Where and how you can see trulli
The most famous place to see trulli is the small town of Alberobello, in Puglia, in the south of Italy.
The town has the biggest concentration of trulli and visitors can see them in the two village neighborhood of Rione Monti and Aja Piccola, adjacent to each other.
In Monti, most of the trulli are now shops, cafes and museums.
In while Aja Piccola, just in front, they are still very much in use as private homes.
The Alberobello belvedere, overlooking Monti, is the most popular photo spot for a bird-eye view of them!
As well as in Alberobello, you can see trulli in many localities nearby.
Among the most famous, they are in Locorotondo, Castellana Grotte, Noci, Putignano, Monopoli, Martina Franca, in the araa of Cisternino and Ostuni.
Outside of Alberobello, however, trulli tend to be isolated structures. In Alberovello however, they make up a whole town, a characteristic that makes it unique!
Where you can sleep in a trullo
Many trullo owners have refurbished the trulli to a high standard and now offer them as tourist accommodation.
Starting in a trullo is comfortable, fun and easy!
You can book a night in a trullo like you book any accommodation and you can expect all the comfort of a normal house, plus an added element of charm!
I have stayed in a trullo with family during our last trip to Puglia and had a lovely time.
The one we chose was called Trulli Anti, and was right in Alberobello, the capital of trulli.
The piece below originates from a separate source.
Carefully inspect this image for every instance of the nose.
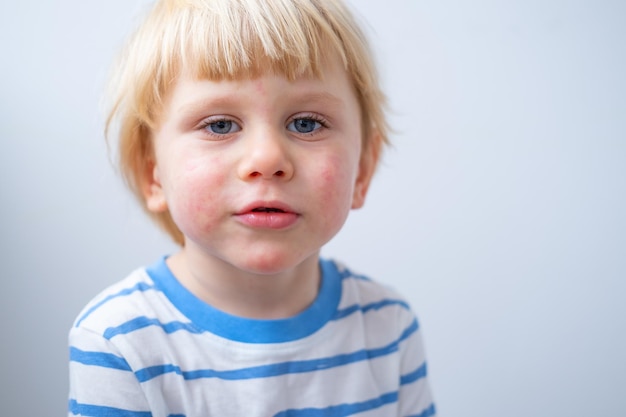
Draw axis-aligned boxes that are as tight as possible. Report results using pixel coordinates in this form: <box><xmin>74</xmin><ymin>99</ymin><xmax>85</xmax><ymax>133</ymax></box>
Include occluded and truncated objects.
<box><xmin>238</xmin><ymin>130</ymin><xmax>294</xmax><ymax>181</ymax></box>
We booked it via booking.com and had a lovely say.
Trulli of notice
Among the many Alberolbello Trulli, some are worth a special mentions
Trullo sovrano: this is the biggest trullo of all (sovrano means ‘sovereign’): it develops on more than one floor, has a back yard and is now an interesting museum of the land
Church of Alberobello (trullo church): at the top of the Monti area, this is a large trullo with the typical whitewashed external walls and several pointy roofs, used as a church.
As well as the peculiar outside it is worth visiting the unique inside, where you can admire ancient frescoes as well as the peculiar construction technique of this unique building.
Trulli gemelli: the ‘twin trulli’ are in the Monti area of Alberobello and a peculiar site. As the name suggests, they are attached to each other with the two pointy roofs fused at the base.
Italian trulli are a peculiar sight and one worth visiting for its historical uniqueness but also their beauty.
Alberobello is one of the prettiest places in Italy!